He died October 3rd.

He had a robust theory of bureaucracy and he worked throughout his life to conceptualize the fundamental disconnect between democracy and totalitarianism. He is perhaps most famous for his book on Machiavelli (Le Travail de L’Oeuvre Machiavel) which tried to recuperate  the political theory from the secular image of “machiavellianism” as scheming or manipulation; in particular, he argued that Machiavelli’s concerns with glory can be most readily understood as an attempt to introduce the question of representation in a non-democratic regime. Lefort owed a lot to Leo Strauss, and contemporary Continental political thinkers owe a lot more to Lefort than they do to avowed masters like Derrida or Sartre. Here is a review essay of a major collection of his recent work, and Bernard Flynn’s book is superb.

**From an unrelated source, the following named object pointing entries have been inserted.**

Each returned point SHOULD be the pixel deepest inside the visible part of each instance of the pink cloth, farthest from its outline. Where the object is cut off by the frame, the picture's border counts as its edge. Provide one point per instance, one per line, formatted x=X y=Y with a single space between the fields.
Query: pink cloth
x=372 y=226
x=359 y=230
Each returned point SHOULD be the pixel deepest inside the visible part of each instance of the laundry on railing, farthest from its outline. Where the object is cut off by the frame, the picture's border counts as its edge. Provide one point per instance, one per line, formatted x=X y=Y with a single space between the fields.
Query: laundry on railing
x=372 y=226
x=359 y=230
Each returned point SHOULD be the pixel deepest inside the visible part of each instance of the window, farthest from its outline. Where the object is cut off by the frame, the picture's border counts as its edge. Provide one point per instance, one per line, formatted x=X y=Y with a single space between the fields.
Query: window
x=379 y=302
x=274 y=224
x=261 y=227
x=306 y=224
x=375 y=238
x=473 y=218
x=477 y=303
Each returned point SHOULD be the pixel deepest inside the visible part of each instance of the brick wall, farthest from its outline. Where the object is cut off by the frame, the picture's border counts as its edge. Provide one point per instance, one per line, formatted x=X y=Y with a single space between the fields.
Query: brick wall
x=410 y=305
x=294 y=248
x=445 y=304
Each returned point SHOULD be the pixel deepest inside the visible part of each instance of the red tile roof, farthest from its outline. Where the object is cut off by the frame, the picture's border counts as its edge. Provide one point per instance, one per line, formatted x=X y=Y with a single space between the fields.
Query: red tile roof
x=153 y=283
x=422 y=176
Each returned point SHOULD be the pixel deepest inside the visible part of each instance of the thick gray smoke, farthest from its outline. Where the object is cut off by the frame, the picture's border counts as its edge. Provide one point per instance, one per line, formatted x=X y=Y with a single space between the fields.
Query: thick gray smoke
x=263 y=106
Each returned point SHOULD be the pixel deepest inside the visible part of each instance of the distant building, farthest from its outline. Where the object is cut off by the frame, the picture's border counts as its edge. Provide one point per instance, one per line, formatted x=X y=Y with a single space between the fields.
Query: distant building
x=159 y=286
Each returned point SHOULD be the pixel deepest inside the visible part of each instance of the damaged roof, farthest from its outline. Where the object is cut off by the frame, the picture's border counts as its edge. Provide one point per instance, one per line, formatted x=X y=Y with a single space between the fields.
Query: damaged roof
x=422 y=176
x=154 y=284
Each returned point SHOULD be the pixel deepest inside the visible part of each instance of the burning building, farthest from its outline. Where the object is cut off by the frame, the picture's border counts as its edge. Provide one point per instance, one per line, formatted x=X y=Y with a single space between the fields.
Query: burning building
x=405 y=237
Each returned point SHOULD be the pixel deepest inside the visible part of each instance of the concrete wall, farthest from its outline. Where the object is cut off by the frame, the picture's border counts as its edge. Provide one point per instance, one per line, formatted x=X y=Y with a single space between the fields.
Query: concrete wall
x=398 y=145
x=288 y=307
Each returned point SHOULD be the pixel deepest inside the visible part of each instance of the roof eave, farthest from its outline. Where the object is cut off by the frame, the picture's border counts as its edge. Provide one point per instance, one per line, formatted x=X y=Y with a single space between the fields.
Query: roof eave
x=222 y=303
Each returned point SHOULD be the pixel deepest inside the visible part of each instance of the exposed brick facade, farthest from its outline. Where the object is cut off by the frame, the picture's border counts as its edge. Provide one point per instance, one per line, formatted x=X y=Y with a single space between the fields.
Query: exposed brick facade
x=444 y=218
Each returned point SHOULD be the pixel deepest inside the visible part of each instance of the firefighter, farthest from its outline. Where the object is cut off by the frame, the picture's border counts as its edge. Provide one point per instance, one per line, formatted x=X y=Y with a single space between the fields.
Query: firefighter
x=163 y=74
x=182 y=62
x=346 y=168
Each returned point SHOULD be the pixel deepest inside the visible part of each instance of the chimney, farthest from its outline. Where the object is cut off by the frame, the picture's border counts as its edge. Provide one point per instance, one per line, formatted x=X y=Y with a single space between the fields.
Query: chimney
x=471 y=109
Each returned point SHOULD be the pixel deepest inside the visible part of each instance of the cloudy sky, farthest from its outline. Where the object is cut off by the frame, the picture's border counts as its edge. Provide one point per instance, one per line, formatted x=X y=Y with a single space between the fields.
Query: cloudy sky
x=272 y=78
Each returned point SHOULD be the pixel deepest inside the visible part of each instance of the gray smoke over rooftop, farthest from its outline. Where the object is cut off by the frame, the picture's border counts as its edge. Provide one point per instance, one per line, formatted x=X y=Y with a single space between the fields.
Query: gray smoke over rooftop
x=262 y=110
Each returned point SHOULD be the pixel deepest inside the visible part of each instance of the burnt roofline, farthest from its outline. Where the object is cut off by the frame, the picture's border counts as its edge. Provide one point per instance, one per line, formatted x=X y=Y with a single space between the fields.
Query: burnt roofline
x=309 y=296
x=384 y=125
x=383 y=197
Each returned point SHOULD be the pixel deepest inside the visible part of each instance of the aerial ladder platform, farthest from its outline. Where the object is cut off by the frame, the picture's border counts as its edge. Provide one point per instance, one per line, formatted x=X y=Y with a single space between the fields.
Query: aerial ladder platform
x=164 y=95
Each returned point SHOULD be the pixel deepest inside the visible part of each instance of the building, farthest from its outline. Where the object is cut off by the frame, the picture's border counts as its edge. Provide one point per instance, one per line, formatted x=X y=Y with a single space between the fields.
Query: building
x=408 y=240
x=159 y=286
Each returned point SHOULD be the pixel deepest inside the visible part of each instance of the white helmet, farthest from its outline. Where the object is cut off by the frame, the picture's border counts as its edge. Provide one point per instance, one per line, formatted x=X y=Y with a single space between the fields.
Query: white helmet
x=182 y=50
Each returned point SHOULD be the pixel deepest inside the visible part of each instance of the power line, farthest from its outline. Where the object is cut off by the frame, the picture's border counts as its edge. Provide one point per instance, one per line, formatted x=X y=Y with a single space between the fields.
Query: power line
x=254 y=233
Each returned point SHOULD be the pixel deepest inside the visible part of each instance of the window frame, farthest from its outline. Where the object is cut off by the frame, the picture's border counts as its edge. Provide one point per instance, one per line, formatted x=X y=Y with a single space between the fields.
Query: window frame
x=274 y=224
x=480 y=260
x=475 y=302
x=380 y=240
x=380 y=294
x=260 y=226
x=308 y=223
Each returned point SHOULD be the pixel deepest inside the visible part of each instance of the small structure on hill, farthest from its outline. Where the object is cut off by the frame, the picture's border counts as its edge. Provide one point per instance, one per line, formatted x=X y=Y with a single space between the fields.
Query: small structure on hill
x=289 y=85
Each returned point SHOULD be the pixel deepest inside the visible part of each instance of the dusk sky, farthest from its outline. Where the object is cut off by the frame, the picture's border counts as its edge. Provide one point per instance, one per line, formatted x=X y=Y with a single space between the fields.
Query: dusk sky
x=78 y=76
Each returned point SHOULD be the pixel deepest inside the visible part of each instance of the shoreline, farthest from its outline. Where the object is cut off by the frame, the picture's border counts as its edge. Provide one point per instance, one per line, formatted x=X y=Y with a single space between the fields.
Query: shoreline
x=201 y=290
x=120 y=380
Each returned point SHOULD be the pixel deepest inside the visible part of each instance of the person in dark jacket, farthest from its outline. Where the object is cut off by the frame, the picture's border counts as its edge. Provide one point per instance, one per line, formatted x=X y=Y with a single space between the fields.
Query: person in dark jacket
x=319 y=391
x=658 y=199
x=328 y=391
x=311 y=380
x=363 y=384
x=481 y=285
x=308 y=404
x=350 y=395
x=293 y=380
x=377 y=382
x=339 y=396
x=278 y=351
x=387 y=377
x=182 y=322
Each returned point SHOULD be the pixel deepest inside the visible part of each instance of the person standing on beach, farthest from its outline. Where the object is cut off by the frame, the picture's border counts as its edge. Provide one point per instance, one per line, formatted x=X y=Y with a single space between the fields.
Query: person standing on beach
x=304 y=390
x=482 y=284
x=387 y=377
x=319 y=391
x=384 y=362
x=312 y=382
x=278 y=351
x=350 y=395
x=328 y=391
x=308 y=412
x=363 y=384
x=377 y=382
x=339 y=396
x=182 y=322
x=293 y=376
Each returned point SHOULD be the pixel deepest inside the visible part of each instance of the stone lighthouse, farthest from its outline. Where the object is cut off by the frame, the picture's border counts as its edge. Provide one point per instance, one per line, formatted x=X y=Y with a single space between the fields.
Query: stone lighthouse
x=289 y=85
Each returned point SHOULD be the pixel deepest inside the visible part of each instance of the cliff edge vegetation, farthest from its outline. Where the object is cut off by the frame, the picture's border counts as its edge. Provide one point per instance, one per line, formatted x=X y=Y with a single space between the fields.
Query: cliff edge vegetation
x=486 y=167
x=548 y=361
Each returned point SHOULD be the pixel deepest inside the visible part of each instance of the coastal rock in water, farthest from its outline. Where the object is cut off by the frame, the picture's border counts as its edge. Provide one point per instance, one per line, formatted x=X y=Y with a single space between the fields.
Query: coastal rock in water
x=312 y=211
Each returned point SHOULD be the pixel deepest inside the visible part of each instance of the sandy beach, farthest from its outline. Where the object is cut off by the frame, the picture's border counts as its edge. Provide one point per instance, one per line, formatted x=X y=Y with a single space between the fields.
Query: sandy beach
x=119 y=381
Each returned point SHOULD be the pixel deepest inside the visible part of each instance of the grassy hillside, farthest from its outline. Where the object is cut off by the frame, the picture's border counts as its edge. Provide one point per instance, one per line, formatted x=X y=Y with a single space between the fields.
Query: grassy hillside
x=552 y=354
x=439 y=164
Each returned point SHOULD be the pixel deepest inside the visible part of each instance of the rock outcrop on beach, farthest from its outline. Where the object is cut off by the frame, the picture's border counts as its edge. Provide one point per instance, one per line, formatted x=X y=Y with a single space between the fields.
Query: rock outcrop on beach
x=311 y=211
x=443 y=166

Lefort wrote a few essays (collected in Writing: The Political Test) that have helped me steer a course in my own scholarship. This passage is from my favorite essay, “The Idea of Humanity and the Project of Universal Peace”:

Mindful not to succumb to utopian thinking and careful to take into account the exigencies of the contemporary world, let us not confuse the cause of peace with an unprincipled pacifism. But, mindful of reality, let us not succumb, either, to the dizzying spectacle of current conflicts. Let us recognize, rather, that the sovereigns do not decide alone the fate of humanity, as Rousseau supposed, and that, far from being futile, the silent work of rapprochement among men, which takes place with the aid of increased mutual knowledge of mores and mentalities, progress in education, the spread of information, and the rise of the idea of human rights, can engender decisive effects of a political order heading in the direction of peace. The question still remains: Will these hopes be disappointed? But if they were to be disappointed, rather than concluding, with Rousseau, that it was folly to have wanted to be wise in the midst of fools, it would be better to note soberly, with Freud, that in the incessant struggle that opposes Eros to the death instinct, the latter has decidedly revealed itself to be more powerful.